Towards optimal wealth management based on AI – Study

This article explores the different ways AI technology is changing the face of wealth management in the UK and much of the world.

An important theme in global wealth management is how banks and other institutions are developing the use of artificial intelligence (AI), automation and machine learning. Data volume is a big issue, as is the need to be on the lookout for regulatory red flags, market disruptions and changing customer requirements. The debate continues over whether the rise of AI threatens to put people out of work or makes their jobs more efficient, even more enjoyable. We continue to follow this trend and invite readers to comment on their thoughts.

This news service republishes the following white paper, courtesy of Level E Research Limited. The author is Dr Sonia Schulenburg, CEO of Edinburgh-based Level E Research.

Dr Schulenburg holds a PhD in Artificial Intelligence from the University of Edinburgh and a BEng in Computer Engineering (summa cum laude; 1st class with distinction) from ITAM Mexico City, a Professional Certificate in accounting from the University of California, San Diego and a postgraduate degree in business strategy and finance from Napier University in Edinburgh, where she graduated with honors in both.

This information service has undertaken its own research on the impact of artificial intelligence on wealth management, as here in 2017. Obviously, the pandemic has accelerated the use of this technology in some ways even if it is not the only driving force.

The usual disclaimers apply to content sent by external providers; to reply, send an e-mail [email protected]and [email protected]

Traditional asset management
For nearly a century, the primary focus of wealth management has been to help clients plan their financial futures to achieve peace of mind, while staying in tune with rapidly changing markets. The primary role of a wealth management financial advisor is to use a diligent consultation process to know and understand the client’s needs, expectations and risk tolerance given their current situation, and then build a strategy for personalized investment using a wide range of financial products and services. .

Once the initial investment plan has been drafted, reviewed and executed, the manager meets with the client to present the results, update the objectives and, ultimately, rebalance the financial portfolio. In addition, the presence of a continuous integration process evaluates new services and the manager promotes them in order to offer a lifetime solution.

Traditionally, small or large-scale wealth management companies use financial consultants or advisers to get in touch with clients, build portfolios (asset allocation). Then, on the basis of a mutual agreement, they will proceed to the placing of orders on markets previously identified via third-party brokers. Accounting for this life cycle involves assets under management, commissions on the investment products they sell, brokerage and operating costs, variable premiums on net returns, etc. Indeed, an investigation [1]found that the median asset under management advisory fee is 1% up to $ 1 million, but the overall cost of a highly effective advisor averages 1.65%.

Specifically, for the asset allocation process, many advisers will offer “hot”, high demand securities or passive ETFs that are familiar to them. Merely considering assets because they are popular in the news or recommended by peers or brokers is not enough in a changing and revolutionized market. The only real benefit we can count on is to analyze and trust the data.
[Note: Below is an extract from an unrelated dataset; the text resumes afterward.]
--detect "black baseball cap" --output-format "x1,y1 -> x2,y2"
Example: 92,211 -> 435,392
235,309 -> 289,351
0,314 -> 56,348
In the following sections, we will present the current challenges of wealth management and analyze some examples of AI used in the financial sector.

Challenges ahead
As suggested in [2, 3, 4], the foreseeable future poses a new set of challenges for the wealth management industry. One of the main concerns is the gradual addition of a new generation with new and different investment ideals while maintaining the confidence of their existing HNW investors. The target audience is growing and there should be a place to welcome everyone in this new technology-based economy.
We strongly believe that the tech-savvy younger generations demand comprehensive, goal-based personalized wealth offerings and that wealth management must evolve and use emerging AI-based approaches such as health diagnostics, precision medicine / personalized medicine.

Therefore, the times for change have arrived and we must respond to the following upcoming needs:

1. The combination of human, virtual and automated advice represents an area of ​​opportunity that is not effectively addressed by today’s businesses. [2]. The adoption of new generational sectors, especially the under-60s (including Gen X, Gen Y, and Gen Z) faces very different needs than baby boomers. For example, most new generations (85 percent, 91 percent and 97 percent respectively) need banking products as well as insurance products (compared to 47 percent of baby boomers);

2. The most obvious generational shift in interest is the adoption of lifestyle preferences and environmental concerns. For example, the adoption of ESG portfolios [4];

3. There is a worldwide trend to avoid generic advice. HNWIs want more personalized advice;

4. Cultural differences in favor of technology and trust rather than traditional insider tips require exhaustive quantitative analysis at the time of portfolio selection;

5. The transfer of wealth to new generations will inevitably shift capital from traditional dark funds to more on-demand internet platforms with instant access (“wealth is about to change hands”);

6. Old-fashioned financial advisers are getting older, and while they won’t go away, a big demographic shift in the financial industry is underway. In fact, advisors are aging and leaving the industry faster than companies replace them. [5]. Therefore, the new generation of advisers will also demand innovative technological solutions; and

7. Pressure to maintain competitive returns given rising trading fees and regulatory requirements [1].